Vom Sinn und Unsinn der Sommerzeit


Die Ökobilanz wird immer schlechter

Seit dem letzten Märzwochenende herrscht überall in Europa wieder die Sommerzeit und Millionen Menschen quälen sich am Morgen aus ihren Betten. Bei den meisten ist es dunkel wenn sie aufstehen müssen und ihre innere Uhr ist noch nicht darauf eingestellt, eine Stunde früher den Tag zu beginnen.

Madrid – Die Idee ist bestechend einfach: Wenn die Uhren im Sommer eine Stunde vorgestellt werden, wird weniger Elektrizität gebraucht und Energie gespart.

Die Einführung der Sommerzeit ist übrigens keine Erfindung unserer Tage. Während des Ersten Weltkrieges beschlossen Deutschland und Österreich die Sommerzeit einzuführen und die gesparte Energie für Rüstungszwecke zu verwenden. So wurden in der Nacht vom 30. April zum 1. Mai 1916 in den beiden Staaten die Uhren um eine Stunde vorgestellt. Zahlreiche Länder wie Frankreich, Italien, Belgien, Dänemark und sogar die Türkei folgten dem Beispiel, und einige Wochen später wurde auch in England die Sommerzeit eingeführt.

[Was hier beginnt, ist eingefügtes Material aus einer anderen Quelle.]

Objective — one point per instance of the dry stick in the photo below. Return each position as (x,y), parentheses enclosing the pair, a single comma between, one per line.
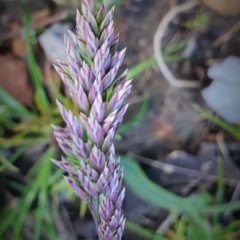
(227,35)
(157,42)
(171,168)
(38,24)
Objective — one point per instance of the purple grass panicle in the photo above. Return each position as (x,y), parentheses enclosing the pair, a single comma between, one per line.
(90,74)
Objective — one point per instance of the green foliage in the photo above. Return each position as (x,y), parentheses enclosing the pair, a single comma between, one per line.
(39,198)
(232,129)
(195,209)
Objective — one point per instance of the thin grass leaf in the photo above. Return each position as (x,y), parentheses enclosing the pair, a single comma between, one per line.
(141,185)
(143,232)
(40,94)
(6,164)
(137,118)
(233,130)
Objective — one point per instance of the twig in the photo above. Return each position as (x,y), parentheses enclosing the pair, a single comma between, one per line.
(171,168)
(36,25)
(227,35)
(157,42)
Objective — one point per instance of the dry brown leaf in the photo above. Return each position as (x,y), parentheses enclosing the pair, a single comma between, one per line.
(14,79)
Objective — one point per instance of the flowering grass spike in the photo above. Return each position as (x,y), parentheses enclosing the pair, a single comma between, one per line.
(90,74)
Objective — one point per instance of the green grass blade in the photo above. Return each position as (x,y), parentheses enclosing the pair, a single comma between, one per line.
(40,94)
(143,187)
(233,130)
(143,232)
(137,118)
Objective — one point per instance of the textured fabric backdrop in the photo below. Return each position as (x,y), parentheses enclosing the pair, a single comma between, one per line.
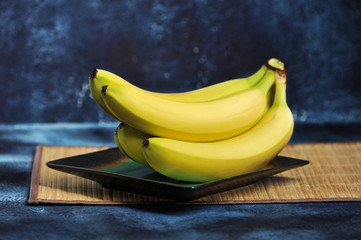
(48,49)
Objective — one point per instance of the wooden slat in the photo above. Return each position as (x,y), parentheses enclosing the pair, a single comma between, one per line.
(334,174)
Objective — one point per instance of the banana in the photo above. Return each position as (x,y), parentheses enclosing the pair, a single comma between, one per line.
(248,152)
(99,78)
(129,140)
(116,139)
(199,122)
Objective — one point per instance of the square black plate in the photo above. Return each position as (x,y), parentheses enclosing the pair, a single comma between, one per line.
(113,170)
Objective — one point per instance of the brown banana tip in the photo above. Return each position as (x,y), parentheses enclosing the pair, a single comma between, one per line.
(104,90)
(276,64)
(281,76)
(146,143)
(93,74)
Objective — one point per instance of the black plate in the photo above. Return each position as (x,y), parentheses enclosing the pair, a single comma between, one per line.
(113,170)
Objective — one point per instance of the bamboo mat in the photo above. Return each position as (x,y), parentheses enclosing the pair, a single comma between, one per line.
(334,174)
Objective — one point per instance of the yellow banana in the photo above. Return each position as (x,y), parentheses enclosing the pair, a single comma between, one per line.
(248,152)
(129,140)
(116,139)
(197,122)
(99,78)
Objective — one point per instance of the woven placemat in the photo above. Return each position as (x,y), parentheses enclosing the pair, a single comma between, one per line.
(334,174)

Doch die Erwartung von großen Energieeinsparungen erfüllte sich nicht, denn der Stromverbrauch durch elektrisches Licht war damals noch recht bescheiden. Kaum war der erste Weltkrieg beendet, wurde die Sommerzeit abgeschafft und geriet in Vergessenheit. 1940, während des Zweiten Weltkrieges kam die deutsche Regierung wieder auf diese Sparmaßnahme zurück. Bis 1949 wurde wieder alljährlich während der Sommermonate die Uhr um eine Stunde vorgestellt. In der sowjetisch besetzten Zone verstieg man sich 1945 sogar dazu, die Uhr um zwei Stunden vorzurücken und führte sozusagen eine Hochsommerzeit ein.

Nachdem die Bundesrepublik Deutschland und die Deutsche Demokratische Republik konstituiert worden waren, wurden die Uhrzeiger für eine Weile nicht gedreht. Erst 1973, zu Beginn der ersten großen Ölkrise beschloss die französische Regierung ein Energiesparprogramm und führte wieder die Sommerzeit ein. Die deutsche Regierung wollte diesem Schritt nicht folgen, damit die Uhren in Westdeutschland nicht anders gingen als im Osten. Erst 1980 führten die beiden deutschen Staaten die Sommerzeit ein mit der Begründung, die europäische Uhrzeit zu harmonisieren.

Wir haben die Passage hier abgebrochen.